Closing per @ADKaster's comments.

I've made the AppImage for Linux x64 based on this appimage-builder recipe. It hasn't been tested outside my PC. If anybody want to optimize it, go ahead.

Instead of realsing it on the default/stable flathub repo , there is also th beta-repo.

https://dl.flathub.org/beta-repo/

That might be a good alternative for interested developers to follow the project/releases.

I second @igorlogius' comment. The beta repo is made exactly for this, the application won't appear in the Flathub or in any distribution repository by default, but enthusiasts might be able to follow along, and they will have to add the beta repository manually anyway.
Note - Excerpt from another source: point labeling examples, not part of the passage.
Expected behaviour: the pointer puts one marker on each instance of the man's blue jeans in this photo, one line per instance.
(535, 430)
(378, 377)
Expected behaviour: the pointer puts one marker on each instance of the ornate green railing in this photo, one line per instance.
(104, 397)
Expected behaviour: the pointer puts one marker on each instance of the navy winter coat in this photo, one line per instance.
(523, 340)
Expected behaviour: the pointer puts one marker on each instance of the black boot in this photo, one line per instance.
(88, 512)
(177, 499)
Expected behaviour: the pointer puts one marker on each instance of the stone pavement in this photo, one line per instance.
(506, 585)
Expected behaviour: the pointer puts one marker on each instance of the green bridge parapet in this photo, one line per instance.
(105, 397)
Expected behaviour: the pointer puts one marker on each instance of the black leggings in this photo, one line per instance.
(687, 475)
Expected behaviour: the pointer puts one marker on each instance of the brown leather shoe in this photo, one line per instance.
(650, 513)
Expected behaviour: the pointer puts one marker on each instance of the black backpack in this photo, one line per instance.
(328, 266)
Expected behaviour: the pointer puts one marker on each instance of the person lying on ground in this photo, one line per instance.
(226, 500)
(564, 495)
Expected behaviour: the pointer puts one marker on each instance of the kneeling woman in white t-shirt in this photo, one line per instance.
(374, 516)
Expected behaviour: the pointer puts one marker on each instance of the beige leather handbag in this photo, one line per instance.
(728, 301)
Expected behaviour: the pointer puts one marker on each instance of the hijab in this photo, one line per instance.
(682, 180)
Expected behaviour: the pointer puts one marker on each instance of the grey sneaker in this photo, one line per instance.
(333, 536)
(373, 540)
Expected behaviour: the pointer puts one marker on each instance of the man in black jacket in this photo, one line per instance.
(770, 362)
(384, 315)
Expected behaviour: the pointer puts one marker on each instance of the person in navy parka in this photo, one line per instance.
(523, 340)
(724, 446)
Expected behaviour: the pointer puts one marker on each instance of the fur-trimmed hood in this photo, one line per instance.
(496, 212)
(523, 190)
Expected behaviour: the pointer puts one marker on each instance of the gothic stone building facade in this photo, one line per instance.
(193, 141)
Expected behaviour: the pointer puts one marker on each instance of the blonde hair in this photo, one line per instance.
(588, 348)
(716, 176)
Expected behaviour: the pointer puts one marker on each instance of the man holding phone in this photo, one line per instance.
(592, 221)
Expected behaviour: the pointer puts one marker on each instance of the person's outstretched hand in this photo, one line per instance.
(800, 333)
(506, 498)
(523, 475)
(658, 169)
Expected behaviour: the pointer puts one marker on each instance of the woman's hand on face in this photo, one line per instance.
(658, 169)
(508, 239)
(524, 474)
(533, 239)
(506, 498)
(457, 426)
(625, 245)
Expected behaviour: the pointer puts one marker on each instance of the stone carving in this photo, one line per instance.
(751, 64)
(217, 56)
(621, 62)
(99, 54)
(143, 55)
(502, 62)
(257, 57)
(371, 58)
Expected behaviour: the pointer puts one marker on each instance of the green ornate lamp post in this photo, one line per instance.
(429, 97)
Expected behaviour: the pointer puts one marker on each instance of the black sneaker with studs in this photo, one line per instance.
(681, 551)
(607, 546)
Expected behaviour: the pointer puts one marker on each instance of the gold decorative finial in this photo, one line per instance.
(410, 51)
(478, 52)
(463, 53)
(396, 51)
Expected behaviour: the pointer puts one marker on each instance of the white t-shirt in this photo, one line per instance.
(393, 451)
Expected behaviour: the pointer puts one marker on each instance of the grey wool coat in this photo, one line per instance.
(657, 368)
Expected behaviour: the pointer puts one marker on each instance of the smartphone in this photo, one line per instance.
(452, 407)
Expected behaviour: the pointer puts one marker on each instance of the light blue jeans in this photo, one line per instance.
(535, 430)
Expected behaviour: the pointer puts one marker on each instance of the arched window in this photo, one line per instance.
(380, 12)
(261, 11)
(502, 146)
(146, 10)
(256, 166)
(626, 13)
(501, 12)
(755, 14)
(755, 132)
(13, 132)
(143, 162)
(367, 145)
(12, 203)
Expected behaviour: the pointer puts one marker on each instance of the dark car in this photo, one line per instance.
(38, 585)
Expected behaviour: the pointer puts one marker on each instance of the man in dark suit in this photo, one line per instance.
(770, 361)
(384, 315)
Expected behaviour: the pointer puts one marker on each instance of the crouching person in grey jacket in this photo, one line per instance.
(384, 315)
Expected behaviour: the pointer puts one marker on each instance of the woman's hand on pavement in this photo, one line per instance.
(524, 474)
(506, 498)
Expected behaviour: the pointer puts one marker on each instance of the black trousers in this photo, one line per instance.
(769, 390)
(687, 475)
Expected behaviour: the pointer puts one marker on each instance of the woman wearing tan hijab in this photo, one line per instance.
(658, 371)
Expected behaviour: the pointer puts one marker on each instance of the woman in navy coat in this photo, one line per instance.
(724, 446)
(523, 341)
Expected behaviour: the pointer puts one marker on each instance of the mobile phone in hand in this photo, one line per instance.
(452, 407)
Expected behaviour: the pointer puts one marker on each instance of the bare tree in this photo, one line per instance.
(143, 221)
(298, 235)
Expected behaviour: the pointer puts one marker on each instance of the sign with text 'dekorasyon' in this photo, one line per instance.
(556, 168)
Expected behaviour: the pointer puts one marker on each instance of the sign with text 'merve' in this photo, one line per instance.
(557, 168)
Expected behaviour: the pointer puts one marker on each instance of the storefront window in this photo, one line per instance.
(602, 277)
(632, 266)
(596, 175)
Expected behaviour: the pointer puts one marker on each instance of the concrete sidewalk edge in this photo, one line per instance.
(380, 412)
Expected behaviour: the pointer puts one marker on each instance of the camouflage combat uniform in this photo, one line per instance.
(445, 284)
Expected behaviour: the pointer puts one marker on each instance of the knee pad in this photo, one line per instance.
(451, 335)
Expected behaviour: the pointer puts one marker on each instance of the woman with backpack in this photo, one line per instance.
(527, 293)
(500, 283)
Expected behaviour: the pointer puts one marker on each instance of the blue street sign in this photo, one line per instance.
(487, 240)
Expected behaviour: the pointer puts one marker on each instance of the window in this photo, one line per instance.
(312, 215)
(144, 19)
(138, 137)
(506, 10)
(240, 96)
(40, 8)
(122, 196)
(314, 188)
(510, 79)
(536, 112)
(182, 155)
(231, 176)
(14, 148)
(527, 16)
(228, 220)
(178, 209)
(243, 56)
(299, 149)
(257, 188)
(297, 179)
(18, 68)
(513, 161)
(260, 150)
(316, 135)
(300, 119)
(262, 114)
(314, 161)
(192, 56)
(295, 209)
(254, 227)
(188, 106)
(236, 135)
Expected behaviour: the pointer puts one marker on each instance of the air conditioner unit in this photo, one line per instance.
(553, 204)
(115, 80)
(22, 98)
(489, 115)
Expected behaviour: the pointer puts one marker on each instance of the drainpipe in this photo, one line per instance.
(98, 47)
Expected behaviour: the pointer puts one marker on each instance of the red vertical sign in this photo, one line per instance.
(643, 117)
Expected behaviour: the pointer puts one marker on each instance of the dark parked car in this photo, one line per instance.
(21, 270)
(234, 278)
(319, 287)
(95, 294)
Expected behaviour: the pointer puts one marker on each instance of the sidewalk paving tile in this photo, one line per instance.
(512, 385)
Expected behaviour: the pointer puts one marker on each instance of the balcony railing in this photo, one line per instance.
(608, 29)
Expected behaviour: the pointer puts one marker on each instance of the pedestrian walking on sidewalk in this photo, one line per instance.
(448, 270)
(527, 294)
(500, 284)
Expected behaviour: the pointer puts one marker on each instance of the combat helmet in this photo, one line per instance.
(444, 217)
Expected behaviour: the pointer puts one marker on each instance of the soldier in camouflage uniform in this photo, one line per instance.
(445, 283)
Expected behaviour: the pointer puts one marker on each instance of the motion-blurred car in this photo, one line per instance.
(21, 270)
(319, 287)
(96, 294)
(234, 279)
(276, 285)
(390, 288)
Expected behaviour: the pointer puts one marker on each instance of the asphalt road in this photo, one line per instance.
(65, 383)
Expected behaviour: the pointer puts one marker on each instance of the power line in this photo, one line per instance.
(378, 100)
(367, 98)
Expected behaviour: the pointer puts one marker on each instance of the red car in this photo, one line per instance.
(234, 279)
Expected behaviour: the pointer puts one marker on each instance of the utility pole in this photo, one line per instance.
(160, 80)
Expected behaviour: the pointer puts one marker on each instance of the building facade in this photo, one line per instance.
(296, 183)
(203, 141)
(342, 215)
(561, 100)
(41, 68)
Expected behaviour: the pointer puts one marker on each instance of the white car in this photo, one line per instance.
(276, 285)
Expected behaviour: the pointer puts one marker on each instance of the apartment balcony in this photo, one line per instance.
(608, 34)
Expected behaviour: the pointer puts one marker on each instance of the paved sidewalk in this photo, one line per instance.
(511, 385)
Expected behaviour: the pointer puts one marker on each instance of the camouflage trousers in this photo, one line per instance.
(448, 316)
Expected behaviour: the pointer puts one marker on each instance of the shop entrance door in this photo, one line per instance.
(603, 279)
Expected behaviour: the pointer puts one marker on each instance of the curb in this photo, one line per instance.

I would definitely prefer the Flatpak in that case, as I'm technical enough to run the beta version, yet I'm not actively following this project enough to compile and run it myself at the moment.

In fact, I could write the Flatpak manifest myself, but I'd rather not waste time if upstream is against the idea.

Also nothing is forcing this to go on flathub, instead a custom flatpak remote can be set up (with the packages built in CI and deployed there) and all interested people just add that repo to their flatpak install.